Der Benzinmäher ist nicht durch das Kabel eingeschränkt und eignet sich daher ideal für die Arbeit auf großen Rasenflächen mit besonders hohem Gras. Sein Schneidmechanismus kommt damit problemlos zurecht. Nachteile: Entstehung umweltschädlicher Abgase, hoher Lärmpegel und relativ hohe Betriebskosten.
Akku-Rasenmäher sind eine tolle Lösung für alle, die einen elektrischen Rasenmäher verwenden möchten, aber keinen Zugang zu einer Steckdose haben. Sie sind relativ leise, wartungsarm und umweltfreundlicher als Benzin-Rasenmäher. Sie sind jedoch teurer und erfordern ein regelmäßiges Aufladen der Batterie.

Akku-Geräte sind die leichtesten aller Typen und eignen sich ideal für kleine Gärten. Sie sind umweltfreundlicher, da sie keine Abgase ausstoßen, batteriebetrieben sind und daher keine Stromquelle benötigen. Der einzige Nachteil ist, dass die Akkulaufzeit kürzer ist als bei Benzin- und Elektrorasenmähern.
Robotermäher sind die teuersten Mähertypen auf dem Markt.
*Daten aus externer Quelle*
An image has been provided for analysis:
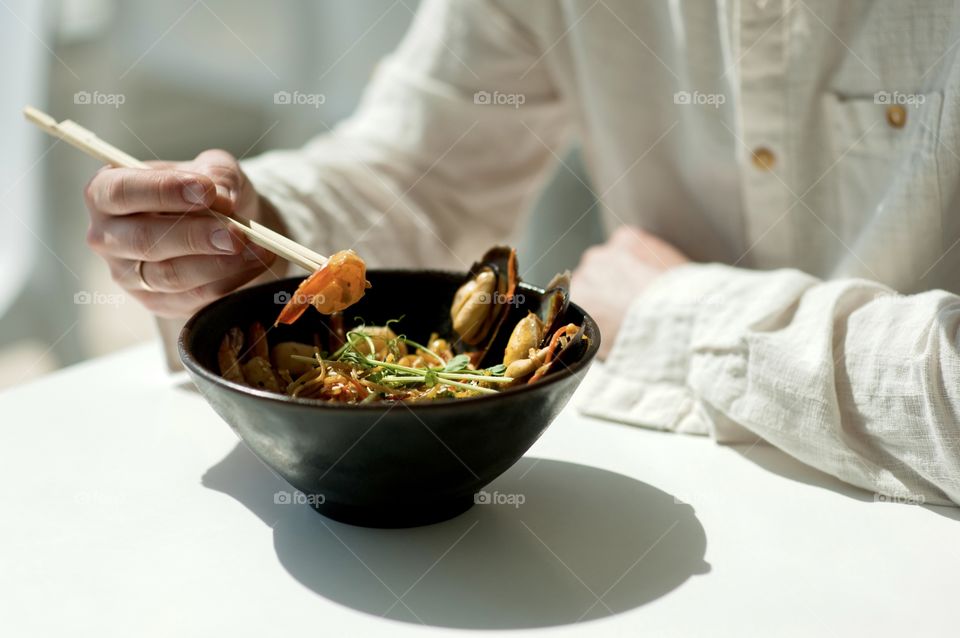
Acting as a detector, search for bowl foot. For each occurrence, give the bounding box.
[312,495,473,528]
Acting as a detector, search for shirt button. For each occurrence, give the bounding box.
[887,104,907,128]
[752,146,777,171]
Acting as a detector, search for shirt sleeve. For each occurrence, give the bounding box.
[580,265,960,504]
[243,0,569,269]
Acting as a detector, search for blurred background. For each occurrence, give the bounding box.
[0,0,602,388]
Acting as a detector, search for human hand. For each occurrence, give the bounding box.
[84,150,282,317]
[571,226,690,358]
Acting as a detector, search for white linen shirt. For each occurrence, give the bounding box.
[245,0,960,510]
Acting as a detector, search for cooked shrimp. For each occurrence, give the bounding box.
[274,250,370,325]
[217,328,246,385]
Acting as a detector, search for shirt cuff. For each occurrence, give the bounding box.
[240,151,329,255]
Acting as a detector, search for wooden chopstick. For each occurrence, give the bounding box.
[23,106,327,272]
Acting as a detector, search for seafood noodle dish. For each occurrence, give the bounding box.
[217,246,589,404]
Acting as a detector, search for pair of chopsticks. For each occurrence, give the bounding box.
[23,106,327,272]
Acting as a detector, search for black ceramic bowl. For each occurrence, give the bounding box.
[179,270,600,527]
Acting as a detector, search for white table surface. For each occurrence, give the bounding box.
[0,345,960,638]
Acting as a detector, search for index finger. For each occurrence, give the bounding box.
[85,168,217,215]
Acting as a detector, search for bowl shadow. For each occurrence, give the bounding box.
[202,443,710,629]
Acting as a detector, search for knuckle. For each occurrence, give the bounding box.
[183,285,213,307]
[105,177,127,210]
[84,224,105,253]
[151,259,184,290]
[127,223,153,258]
[182,220,213,255]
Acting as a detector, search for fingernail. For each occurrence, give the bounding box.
[217,184,234,202]
[241,244,266,261]
[210,228,236,253]
[181,182,207,204]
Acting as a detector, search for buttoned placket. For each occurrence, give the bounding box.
[737,0,798,267]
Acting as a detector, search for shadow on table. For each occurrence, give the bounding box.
[203,444,710,629]
[729,443,960,521]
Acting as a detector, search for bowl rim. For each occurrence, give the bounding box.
[177,268,602,413]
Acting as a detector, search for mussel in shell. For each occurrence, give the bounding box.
[450,246,518,352]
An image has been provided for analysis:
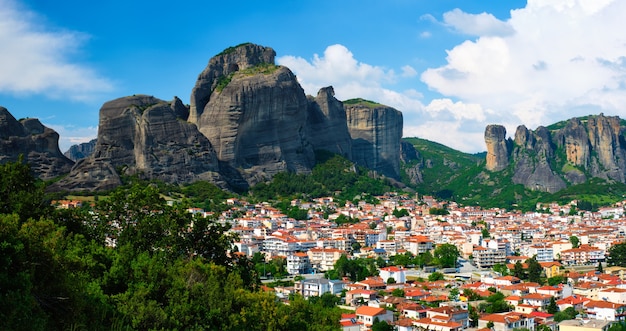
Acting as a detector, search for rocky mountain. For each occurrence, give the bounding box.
[44,44,402,195]
[50,95,223,191]
[63,139,96,162]
[485,114,626,192]
[0,107,74,180]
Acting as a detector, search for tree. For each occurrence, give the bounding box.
[607,243,626,267]
[569,236,580,248]
[433,244,460,268]
[448,287,460,301]
[428,271,445,282]
[546,297,559,315]
[526,256,543,283]
[372,317,395,331]
[0,156,52,222]
[513,260,526,279]
[391,288,404,298]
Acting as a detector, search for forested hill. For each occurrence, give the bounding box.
[0,163,341,330]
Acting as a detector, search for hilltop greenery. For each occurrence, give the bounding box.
[0,163,341,330]
[343,98,382,108]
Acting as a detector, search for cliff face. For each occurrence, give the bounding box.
[485,125,509,171]
[63,139,96,162]
[189,43,276,123]
[198,64,315,188]
[12,44,402,195]
[53,95,220,190]
[0,107,74,180]
[344,103,403,178]
[485,114,626,192]
[306,87,352,159]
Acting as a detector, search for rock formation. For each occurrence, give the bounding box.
[485,125,509,171]
[344,102,403,178]
[485,114,626,192]
[189,43,276,123]
[306,87,352,159]
[0,107,74,180]
[63,139,96,162]
[52,95,221,190]
[4,44,402,190]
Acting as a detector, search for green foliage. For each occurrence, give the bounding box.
[433,244,461,268]
[606,243,626,267]
[181,181,233,211]
[0,165,342,330]
[0,156,51,221]
[428,271,445,282]
[569,236,580,248]
[554,307,578,323]
[250,151,394,204]
[343,98,382,109]
[392,208,409,218]
[327,254,378,282]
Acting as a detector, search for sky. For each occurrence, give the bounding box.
[0,0,626,153]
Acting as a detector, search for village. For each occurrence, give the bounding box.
[210,194,626,331]
[54,193,626,331]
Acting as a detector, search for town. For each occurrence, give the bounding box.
[59,193,626,331]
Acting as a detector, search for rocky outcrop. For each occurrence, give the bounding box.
[11,44,402,190]
[344,102,403,178]
[306,87,352,159]
[198,64,315,192]
[485,125,509,171]
[52,95,222,191]
[189,43,276,123]
[513,125,566,192]
[0,107,74,180]
[485,114,626,192]
[63,139,96,162]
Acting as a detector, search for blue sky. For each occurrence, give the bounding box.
[0,0,626,153]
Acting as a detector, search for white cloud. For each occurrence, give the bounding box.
[421,0,626,143]
[44,124,98,153]
[443,8,515,36]
[0,0,112,100]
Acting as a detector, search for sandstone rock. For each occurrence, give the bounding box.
[63,139,97,162]
[485,125,509,171]
[306,86,352,159]
[0,107,74,180]
[198,65,315,188]
[53,95,223,190]
[344,102,403,178]
[189,43,276,123]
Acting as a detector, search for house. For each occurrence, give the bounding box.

Trotzdem erfreuen sie sich immer größerer Beliebtheit. Der Roboter mäht das Gras selbstständig und bewegt sich auch in Abwesenheit des Besitzers durch den Garten. Das Aufsammeln des Grases ist nicht erforderlich, der gesamte Mähvorgang erfolgt vollautomatisch.

Automatische Rasenmäher sind umweltfreundlich, stoßen keine Abgase aus und verbrauchen wenig Energie. Dies ist eine ideale Lösung für Menschen, die keine Zeit haben, selbst mit dem Rasenmäher zu laufen und das wachsende Gras nicht zu kontrollieren.
Anforderungen an die Pflege und Lagerung des Rasenmähers
Sie variieren je nach Art des Rasenmähers, den Sie verwenden. Bei Benzinmotoren ist ein regelmäßiger Öl-, Filter- und Zündkerzenwechsel sowie das Schärfen der Messer erforderlich. Außerdem sollte der Kraftstofftank geleert werden, bevor der Rasenmäher über einen längeren Zeitraum gelagert wird.
Bei Elektromähern ist eine regelmäßige Schmierung der Messer und Räder erforderlich und das Netzkabel sollte auf Anzeichen von Beschädigungen überprüft werden.
Akku-Rasenmäher sollten an einem kühlen, trockenen Ort gelagert werden und der Akku mindestens einmal im Monat aufgeladen werden. Außerdem sollten Sie Ihre Klingen regelmäßig schärfen und die Batterie alle zwei bis drei Jahre austauschen.
Um eine optimale Leistung zu gewährleisten, sollten alle Rasenmäher sauber und frei von Schmutz und Grasschnitt gehalten werden.